When we first meet Alejandro at a young age in Problemista, he is dreaming of a world beyond the one that we live in. His mother Delores (Catalina Saavedra) instilled in her son the same passion and goal oriented heart that is inside all Latinos from an early age that will result in success if they work hard to get to their destination. Within her loving environment (and elegant voiceover narration by Isabella Rossellini), this young boy from El Salvador is able to draw, think, and build worlds and ideas that stretch his mind into places of comfort so that he sees everything differently. By the time Alejandro is an adult (played by the film’s writer-director Julio Torres), he has landed on what he wants to do with his life; he wants to become a toymaker for Hasbro.
In order to apply for his dream job, he moves to New York City and gets a small apartment with roommates he barely spends time with. Coming to the US does not guarantee him the job, but just the ability to apply via the online application since it won’t allow him to apply in his home country. As he is denied over and over again, he keeps on sending the application in the hopes that he can land an interview and make a toy that will change the world. But being an immigrant to the United States causes him to get a temporary job to pay the bills and keep in good status for his visa as he must be working a job that will sponsor him.
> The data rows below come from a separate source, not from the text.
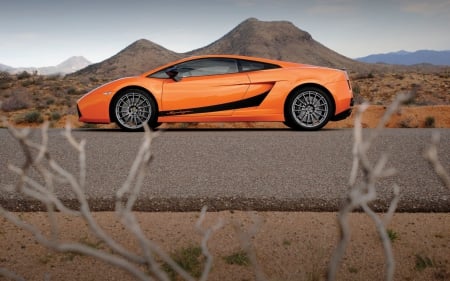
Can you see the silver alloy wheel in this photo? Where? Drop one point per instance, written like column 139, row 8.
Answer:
column 133, row 110
column 310, row 109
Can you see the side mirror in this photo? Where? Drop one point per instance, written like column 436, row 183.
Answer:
column 173, row 73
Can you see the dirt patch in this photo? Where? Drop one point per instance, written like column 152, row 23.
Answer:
column 289, row 246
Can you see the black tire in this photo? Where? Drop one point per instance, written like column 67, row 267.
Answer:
column 308, row 109
column 133, row 108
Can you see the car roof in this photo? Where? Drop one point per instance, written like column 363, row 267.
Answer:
column 280, row 63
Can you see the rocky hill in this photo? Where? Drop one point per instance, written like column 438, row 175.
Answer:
column 138, row 57
column 276, row 40
column 410, row 58
column 269, row 39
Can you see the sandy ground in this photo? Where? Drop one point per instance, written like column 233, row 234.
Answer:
column 289, row 246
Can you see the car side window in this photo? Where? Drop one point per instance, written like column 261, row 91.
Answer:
column 205, row 67
column 246, row 65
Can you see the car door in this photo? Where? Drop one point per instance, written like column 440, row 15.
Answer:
column 209, row 86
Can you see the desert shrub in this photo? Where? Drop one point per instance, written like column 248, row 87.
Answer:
column 15, row 102
column 23, row 75
column 406, row 123
column 53, row 77
column 55, row 116
column 30, row 117
column 430, row 122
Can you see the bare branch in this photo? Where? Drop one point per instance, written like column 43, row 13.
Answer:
column 361, row 194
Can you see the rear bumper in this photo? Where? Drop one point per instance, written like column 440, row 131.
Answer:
column 343, row 115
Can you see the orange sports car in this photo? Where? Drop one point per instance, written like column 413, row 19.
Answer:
column 222, row 88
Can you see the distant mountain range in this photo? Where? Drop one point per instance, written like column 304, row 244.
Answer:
column 70, row 65
column 410, row 58
column 269, row 39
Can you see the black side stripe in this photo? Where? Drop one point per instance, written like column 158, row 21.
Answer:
column 249, row 102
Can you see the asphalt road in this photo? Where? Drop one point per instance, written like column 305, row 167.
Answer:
column 269, row 169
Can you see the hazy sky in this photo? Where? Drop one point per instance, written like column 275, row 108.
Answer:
column 45, row 32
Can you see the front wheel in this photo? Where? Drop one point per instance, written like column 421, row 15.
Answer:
column 308, row 109
column 133, row 108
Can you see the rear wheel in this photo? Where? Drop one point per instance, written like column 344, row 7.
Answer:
column 133, row 108
column 308, row 108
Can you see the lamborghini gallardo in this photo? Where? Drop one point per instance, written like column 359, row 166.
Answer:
column 222, row 88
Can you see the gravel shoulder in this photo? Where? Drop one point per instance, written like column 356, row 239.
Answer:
column 289, row 245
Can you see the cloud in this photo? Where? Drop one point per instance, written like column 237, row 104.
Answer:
column 428, row 8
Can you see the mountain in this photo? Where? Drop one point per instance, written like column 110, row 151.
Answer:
column 5, row 68
column 276, row 40
column 68, row 66
column 410, row 58
column 272, row 39
column 138, row 57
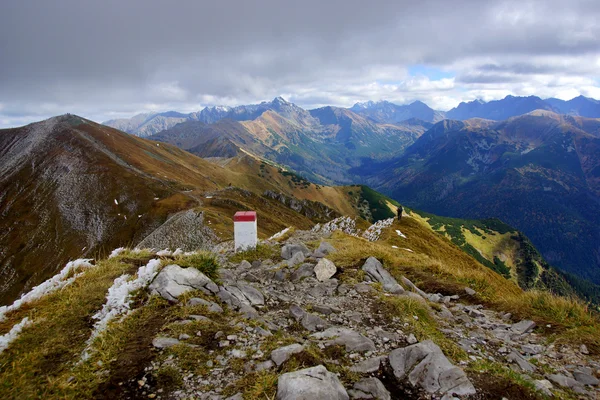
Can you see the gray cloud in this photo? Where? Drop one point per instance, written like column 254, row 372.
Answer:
column 114, row 58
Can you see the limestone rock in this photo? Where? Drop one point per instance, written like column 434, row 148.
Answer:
column 303, row 271
column 164, row 342
column 309, row 384
column 325, row 269
column 425, row 366
column 289, row 250
column 297, row 258
column 376, row 272
column 353, row 341
column 172, row 281
column 368, row 366
column 369, row 388
column 282, row 354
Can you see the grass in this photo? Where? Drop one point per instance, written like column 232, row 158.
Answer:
column 261, row 252
column 36, row 363
column 425, row 327
column 439, row 266
column 204, row 261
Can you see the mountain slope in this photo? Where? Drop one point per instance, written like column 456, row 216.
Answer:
column 538, row 172
column 70, row 187
column 578, row 106
column 390, row 113
column 498, row 110
column 321, row 144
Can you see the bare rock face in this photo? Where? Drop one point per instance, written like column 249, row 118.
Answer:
column 325, row 269
column 353, row 341
column 424, row 366
column 309, row 384
column 173, row 281
column 185, row 230
column 376, row 272
column 289, row 250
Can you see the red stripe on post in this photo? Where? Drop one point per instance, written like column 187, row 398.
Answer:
column 244, row 216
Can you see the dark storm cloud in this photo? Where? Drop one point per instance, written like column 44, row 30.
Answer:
column 107, row 57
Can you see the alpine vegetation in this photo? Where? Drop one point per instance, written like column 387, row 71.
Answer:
column 66, row 276
column 119, row 298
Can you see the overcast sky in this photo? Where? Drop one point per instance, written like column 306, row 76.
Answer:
column 108, row 59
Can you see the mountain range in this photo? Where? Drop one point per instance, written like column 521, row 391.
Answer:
column 531, row 162
column 383, row 112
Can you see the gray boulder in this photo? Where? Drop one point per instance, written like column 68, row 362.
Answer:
column 369, row 365
column 282, row 354
column 325, row 269
column 326, row 248
column 351, row 340
column 173, row 281
column 375, row 271
column 288, row 250
column 303, row 271
column 369, row 388
column 522, row 327
column 297, row 258
column 240, row 294
column 424, row 365
column 310, row 384
column 164, row 342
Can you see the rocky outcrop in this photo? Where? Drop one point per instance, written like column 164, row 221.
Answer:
column 310, row 384
column 424, row 366
column 173, row 281
column 377, row 273
column 185, row 230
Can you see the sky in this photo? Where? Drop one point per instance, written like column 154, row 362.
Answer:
column 112, row 59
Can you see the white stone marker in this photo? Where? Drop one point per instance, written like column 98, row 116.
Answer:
column 244, row 229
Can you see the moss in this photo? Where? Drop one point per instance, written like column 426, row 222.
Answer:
column 261, row 252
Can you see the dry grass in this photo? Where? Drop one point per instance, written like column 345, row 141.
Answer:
column 437, row 265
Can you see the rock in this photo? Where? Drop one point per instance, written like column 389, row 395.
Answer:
column 376, row 271
column 532, row 349
column 325, row 269
column 297, row 258
column 312, row 323
column 369, row 388
column 585, row 379
column 309, row 384
column 425, row 366
column 239, row 294
column 563, row 381
column 288, row 250
column 296, row 312
column 303, row 271
column 413, row 287
column 320, row 308
column 368, row 366
column 326, row 248
column 282, row 354
column 583, row 349
column 212, row 306
column 173, row 281
column 544, row 386
column 265, row 365
column 164, row 342
column 353, row 341
column 518, row 359
column 523, row 326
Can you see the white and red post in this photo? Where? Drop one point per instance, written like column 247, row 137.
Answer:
column 245, row 230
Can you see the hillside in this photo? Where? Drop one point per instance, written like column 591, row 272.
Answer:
column 71, row 187
column 322, row 144
column 537, row 172
column 390, row 317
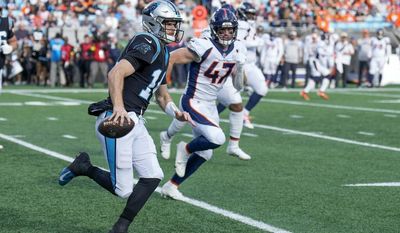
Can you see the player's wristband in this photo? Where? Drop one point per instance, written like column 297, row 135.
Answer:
column 171, row 108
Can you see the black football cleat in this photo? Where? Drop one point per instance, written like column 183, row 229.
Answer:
column 121, row 226
column 79, row 167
The company he works for is called Freeze Corp, a cryogenic center where they free people in the hopes of one day finding the cure and solution to their ailments and how to wake them out of their cyro-status.
By doing this mundane job, Alejandro is forced to watch over various selected pods, including Bobby (RZA), a painter who specializes in creating variations of gorgeous eggs. He combs through Bobby’s belongings, getting to know the person he is responsible for. But with Bobby comes his eccentric, troublemaking wife Elizabeth (Tilda Swinton), who picks fights and bothers just about everyone she meets. When there is an argument with the company and Elizabeth over the payments for Bobby’s frozen state, Alejandro meets her for the first time, and there is an immediate connection between the two, to which they become a lot closer once Alejandro is let go from the company for accidentally having Bobby’s pod unplugged and a co-worker witnessed it.
From the time he loses his job, we can feel the walls really start to close in Alejandro, as his visa status is now in danger and he could be deported back to his country if does not find a sponsor. We see him go to the immigration offices and as people get bad news, his imagination makes them disappear because of the fact that the U.S. immigration system is ruthless and soul-crushing to all who try to – fight it and keep their status within good standing. He has to start getting creative in order to get a new job, and thus when he starts spending time with Elizabeth, and helping her with all of her insane errands and things to do in order to get Bobby’s work back in her possession, he inquires to her about her being his sponsor. She agrees but only if they are able to get the missing paintings and get an art show for them in New York City to sell them and use the money to pay for Bobby’s increased pod costs. Not having any other option, Alejandro accepts and this begins the wildest partnership of his young life.
Torres, known for being an eccentric, unique comedic talent, provides a lot of that and then some within the visual world of Problemista. From the never ending rooms with no way out showcasing the hole that Alejandro has to continuously climb out of as an immigrant, as well as an hourglass with his name on it used to show the remaining time he has left before he is kicked out of the country to even the world in which conflict with Elizabeth (and there is plenty of it) turns our young protagonist into a young knight having to fight off the evil viper who is breathing fire down his neck with her insane demands that change on a daily rate. There is even a literal manifestation of the website Craigslist (Larry Owens) when Alejandro needs to do some cash jobs on the side while he is waiting for full time employment by Elizabeth, and it is visually hilarious.
Beyond what we see, both Torres and Swinton’s characters are impressively layered with their own insecurities that cut to the core of why they need each other. For Alejandro, while a talented, driven young man, he doesn’t know how to stand up for himself, and thus the world and everyone around him can push him around, and he doesn’t react to any of it. In seeing Elizabeth’s brash, ‘doesn’t take no for answer’ mentality, he blossoms in front of our eyes and learns to find his voice, even if that means standing up to someone he cares for like Elizabeth. And for her, she is lonely and afraid of connecting with someone again like she did with Bobby, only for them to climb in a frozen box to be awoken at a random time in the distant future. But when she meets Alejandro, and he looks her right in the eye as a person, she realizes she can open her heart again, and trust someone. In these two excellent performances by Torres and Swinton, we are given a beautiful, necessary friendship morph in front of our eyes that will make your laugh pants off as well as warm your heart.
In a year with strong, exceptional directorial debuts to premiere at film festivals or released in theaters, Julio Torres’s ranks as one of the best so far. His detailed visual landscape is matched by a pitch perfect comedic tone and balanced script that makes you feel like he’s been doing this for a long time. In creating this film, you can sense that, much like the main character he portrays, Torres was in search of achieving a dream here and making something special, and he has very much accomplished that.
This review is from the 2023 SXSW Film Festival. A24 will distribute the film theatrically in the U.S.